American consultant in philanthropy

Katharine DeShaw is an American consultant in philanthropy, fundraiser, writer, teacher, and public speaker. She served as the deputy director for Advancement and External Relations for the Academy Museum of Motion Pictures. During 2005 to 2013, she served as the Founding Executive Director of United States Artists (USA) and its crowdfunding site USA Projects.

Prior to her tenure at United States Artists, she established and led the Leonard and Susan Bay Nimoy Foundation. Previously, she headed development efforts at the Los Angeles County Museum of Art (LACMA), the Walker Art Center of Minneapolis, and Gay Men's Health Crisis in New York City. From 2014 to 2019, she served on the faculty of the Getty Leadership Institute.

== Early life and education ==
DeShaw was born and raised in Duluth, Minnesota, United States. As a teenager she volunteered at the Duluth Community Health Center (now Lake Superior Community Health Center) and the Whole Foods Co-op – two organizations that her mother, Katharine Rheinberger, had founded. DeShaw graduated from Duluth east high school in 1974, and from 1974 to 1977 attended Colorado College, where she majored in Political Science and Art History.

== Career ==
DeShaw began her career in arts administration after her final years at Colorado College, when she joined the Chicago Moving Company and the Chicago Dance Center under the direction of Nana Shineflug. In 1980, DeShaw received a National Endowment for the Arts Management Fellowship in Washington DC. She then moved to New York City to work for Twyla Tharp and her dance company. In 1983, she advanced Second Lady Joan Mondale (called "Joan of Arts") during the Mondale for President campaign for the Minnesotan Vice President Walter Mondale. In 1984, she became the Founding Director of the Harkness Center for Dance (formerly Harkness House for Ballet), originally founded by Rebekah Harkness. From 1985 to 1988, DeShaw headed development and communications for the New York City Chapter of the National Multiple Sclerosis Society. From 1988 to 1991, she worked as the director of development at Gay Men's Health Crisis fundraising for services for people with AIDS. In 1991, she moved to Minneapolis to lead development efforts at the Walker Art Center until 1999. During this time, she also served as the president of the Art Museum Development Association in 1994. She also led development efforts at LACMA from 1999 until 2002. From 2002 to 2015, she designed and led a family foundation for Leonard Nimoy and Susan Bay Nimoy.

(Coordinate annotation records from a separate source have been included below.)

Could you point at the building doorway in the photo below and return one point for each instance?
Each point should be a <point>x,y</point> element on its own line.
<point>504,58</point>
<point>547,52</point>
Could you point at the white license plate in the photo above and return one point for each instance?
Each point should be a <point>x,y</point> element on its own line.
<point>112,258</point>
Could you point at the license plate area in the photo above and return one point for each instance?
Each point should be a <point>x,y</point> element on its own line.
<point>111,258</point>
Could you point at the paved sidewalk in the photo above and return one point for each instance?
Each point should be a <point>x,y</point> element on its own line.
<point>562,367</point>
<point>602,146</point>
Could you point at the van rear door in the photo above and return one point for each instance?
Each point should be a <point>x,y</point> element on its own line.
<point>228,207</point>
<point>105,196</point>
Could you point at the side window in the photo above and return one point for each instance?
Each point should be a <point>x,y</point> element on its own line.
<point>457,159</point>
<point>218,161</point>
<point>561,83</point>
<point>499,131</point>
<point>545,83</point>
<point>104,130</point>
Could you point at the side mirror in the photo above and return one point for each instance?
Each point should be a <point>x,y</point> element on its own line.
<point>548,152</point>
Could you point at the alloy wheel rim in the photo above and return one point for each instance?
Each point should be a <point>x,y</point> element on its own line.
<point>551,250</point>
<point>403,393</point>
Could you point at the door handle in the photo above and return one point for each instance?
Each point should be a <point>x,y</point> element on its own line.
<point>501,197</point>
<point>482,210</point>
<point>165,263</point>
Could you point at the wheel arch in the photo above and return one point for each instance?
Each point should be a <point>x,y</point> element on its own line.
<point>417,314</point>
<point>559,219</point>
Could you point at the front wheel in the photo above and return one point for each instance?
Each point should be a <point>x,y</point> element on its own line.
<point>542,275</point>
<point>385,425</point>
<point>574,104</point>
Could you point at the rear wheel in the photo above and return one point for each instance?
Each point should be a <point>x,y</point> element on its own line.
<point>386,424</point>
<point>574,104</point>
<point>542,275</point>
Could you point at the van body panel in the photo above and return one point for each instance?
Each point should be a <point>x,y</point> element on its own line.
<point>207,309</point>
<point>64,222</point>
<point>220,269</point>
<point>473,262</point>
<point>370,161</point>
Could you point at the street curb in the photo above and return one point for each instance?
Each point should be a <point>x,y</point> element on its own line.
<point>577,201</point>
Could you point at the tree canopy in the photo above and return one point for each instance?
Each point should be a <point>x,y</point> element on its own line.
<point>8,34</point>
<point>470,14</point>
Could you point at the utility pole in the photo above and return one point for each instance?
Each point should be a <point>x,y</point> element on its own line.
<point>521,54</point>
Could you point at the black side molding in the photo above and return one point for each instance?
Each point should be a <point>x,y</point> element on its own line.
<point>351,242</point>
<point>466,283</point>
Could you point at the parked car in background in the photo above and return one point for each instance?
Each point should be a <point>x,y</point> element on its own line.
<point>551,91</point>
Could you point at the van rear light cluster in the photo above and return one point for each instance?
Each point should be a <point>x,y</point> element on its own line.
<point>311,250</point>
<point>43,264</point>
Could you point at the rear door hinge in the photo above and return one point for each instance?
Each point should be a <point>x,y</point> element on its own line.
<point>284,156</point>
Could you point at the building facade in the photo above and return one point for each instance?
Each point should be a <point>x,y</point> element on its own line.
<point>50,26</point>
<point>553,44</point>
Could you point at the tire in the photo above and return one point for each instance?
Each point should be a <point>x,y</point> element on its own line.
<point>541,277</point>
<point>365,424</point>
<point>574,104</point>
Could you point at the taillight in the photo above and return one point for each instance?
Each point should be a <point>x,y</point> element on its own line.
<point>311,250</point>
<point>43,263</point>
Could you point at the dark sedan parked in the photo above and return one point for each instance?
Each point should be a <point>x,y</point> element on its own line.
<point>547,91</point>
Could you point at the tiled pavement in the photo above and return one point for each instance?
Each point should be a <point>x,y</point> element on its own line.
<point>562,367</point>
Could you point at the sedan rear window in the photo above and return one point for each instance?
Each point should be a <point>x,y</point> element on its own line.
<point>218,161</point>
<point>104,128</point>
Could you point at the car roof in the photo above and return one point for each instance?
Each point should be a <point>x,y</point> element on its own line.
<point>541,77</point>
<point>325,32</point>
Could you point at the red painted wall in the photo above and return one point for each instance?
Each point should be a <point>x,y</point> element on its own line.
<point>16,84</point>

In 2005, DeShaw became the founding CEO of United States Artists with the aim to provide grants of $50,000 to 50 artists annually across diverse fields. Notable USA Fellows of United States Artists include Frank Big Bear; Mark Bradford; Lee Isaac Chung; Monica Ponce de Leon; Anna Halprin; Quiara Alegría Hudes; Barry Jenkins; Catherine Opie; Anna Deavere Smith; Luis Valdez; Chris Ware; etc. In 2014, DeShaw founded her consultancy firm, Philanthropology, related to philanthropy and fundraising.

In 2016, she became the deputy director for Advancement and External Relations for the Academy Museum of Motion Pictures where she built the fundraising, marketing, and communications teams for the Renzo Piano-designed film center.

In December 2020, DeShaw completed its $388 million capital campaign chaired by Bob Iger of The Walt Disney Company, Annette Bening, and Tom Hanks. In 2021, she resumed her consulting practice.